Destacado arquero de Liverpool y con un pasaje por Peñarol, entre otros equipos, Ernesto Guerrini falleció el pasado 29 de junio a los 84 años, dejando un legado deportivo y humano que permanece vivo en la memoria de familiares, amigos e instituciones que marcaron su vida. Nacido y criado en Paso de la Arena, Ernesto Guerrini pasó sus primeros 25 años en Camino Cibils, donde compartió la vida de barrio junto a su familia y vecinos. Vivía en el número 6230 de esa histórica arteria y, tras contraer matrimonio con Marta, madre de sus hijas, se radicó en el Cerro.
Quienes lo conocieron lo recuerdan como un hombre sencillo, profundamente querido e integrado a la comunidad.
Su historia con el fútbol comenzó en el lugar donde siempre estuvieron sus afectos: el Club Huracán de Paso de la Arena. Fue socio fundador Nº 4 de la institución y allí dio sus primeros pasos como arquero, iniciando una carrera que lo llevaría al fútbol profesional.
Entre los recuerdos que más disfrutaba compartir estaba el de su debut en el Estadio Centenario. Ocurrió en 1957, cuando Huracán F.C. disputó el encuentro preliminar del partido internacional entre Nacional y el Dinamo de Moscú, en una temporada de verano. Aquella
jornada quedó grabada para siempre en su memoria porque pudo conocer de cerca al legendario arquero soviético Lev Yashin, más conocido como: “La Araña Negra”, a quien consideraba el mejor guardameta de todos los tiempos. Mientras construía su carrera deportiva, Guerrini también desarrolló su actividad laboral.
Trabajó durante varios años en el Banco Español Interterritorial del Uruguay y, tras el cierre de la institución, se dedicó al comercio con un reparto de cigarrillos.
Su trayectoria futbolística incluyó pasajes por Wanderers y Peñarol, aunque fue en Liverpool Fútbol Club donde escribió las páginas más importantes de su carrera.
Entre 1964 y 1968 “El Loco”, como apodaron los hinchas, defendió el arco negriazul de manera ininterrumpida, convirtiéndose en uno de los referentes del equipo y estableciendo un récord histórico de 90 partidos oficiales consecutivos por el Campeonato Uruguayo. Integró además el plantel que logró el ascenso de Liverpool a Primera División, dejando una marca que aún hoy es recordada por la institución.
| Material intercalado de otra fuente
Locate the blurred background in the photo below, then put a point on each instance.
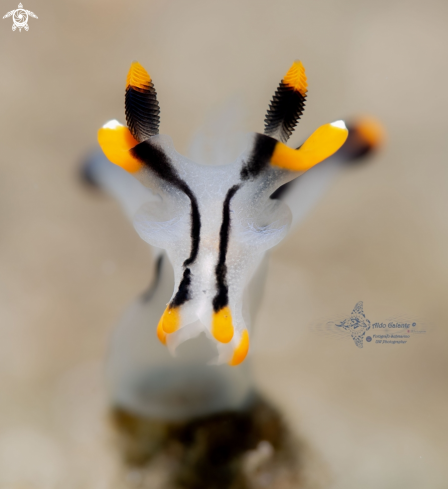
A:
(70, 262)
En 1969 pasó a Peñarol, donde disputó diez encuentros oficiales y compartió plantel con figuras de la época, siendo suplente del inolvidable Ladislao Mazurkiewicz. Más allá de los logros deportivos, quienes compartieron aquellos años en Liverpool recuerdan especialmente su profesionalismo. Mientras mantenía su trabajo como funcionario bancario, aprovechaba cada mañana para entrenar por su cuenta antes de cumplir con sus obligaciones laborales.
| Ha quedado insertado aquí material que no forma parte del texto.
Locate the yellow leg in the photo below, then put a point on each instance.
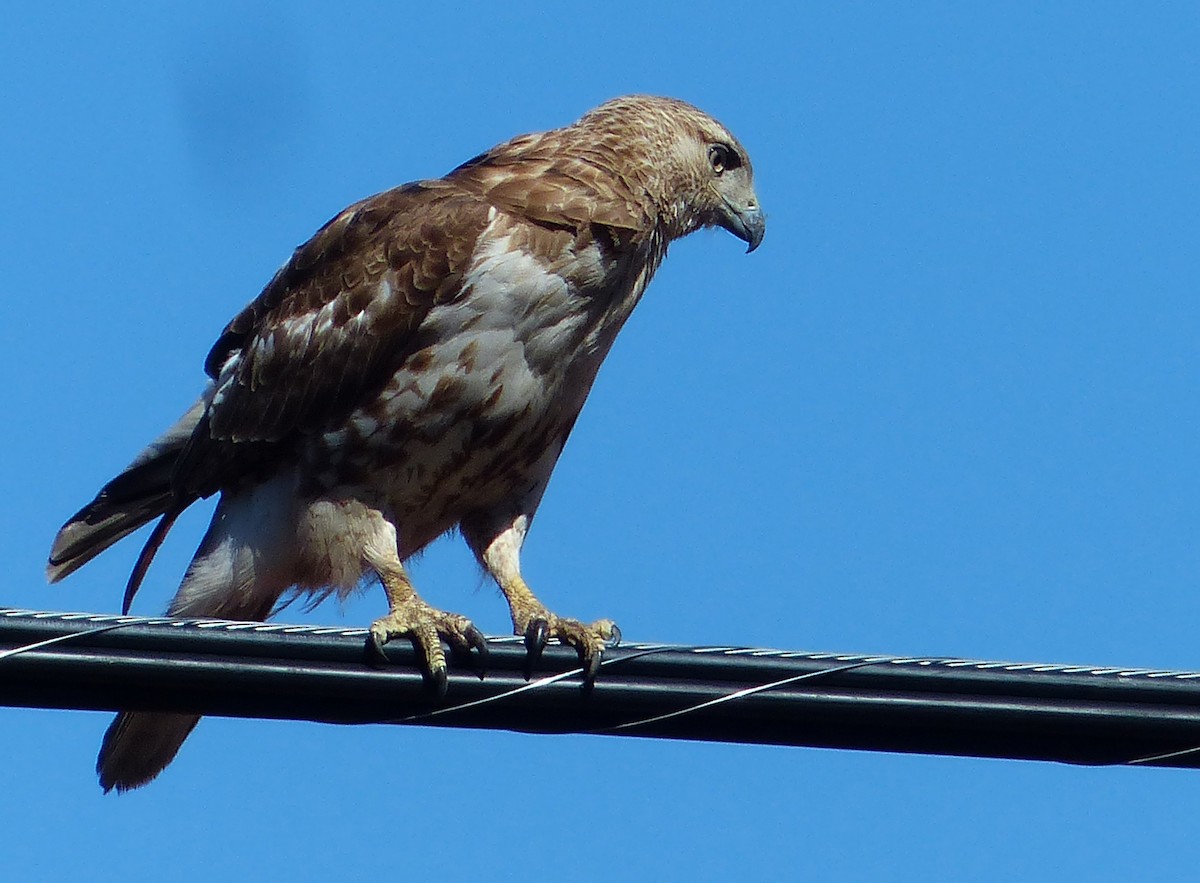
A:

Esa dedicación, sumada a su calidad humana, hizo que su figura permaneciera en el recuerdo de generaciones de hinchas negriazules.
Como escribió un socio de Liverpool en redes sociales al despedirlo: “Gran profesional y mejor persona. Un lugar grato en el recuerdo de los viejos negriazules.”
Pero para Paso de la Arena, Ernesto nunca dejó de ser aquel muchacho de Camino Cibils que llegaba corriendo con su inseparable pelota para reunirse con los amigos del barrio. El mismo que, aún cuando el fútbol lo llevó a escenarios como el EstadioCentenario, conservó
intacta la sencillez de sus orígenes y que siempre que podía se daba una vuelta por su querido “Hura”.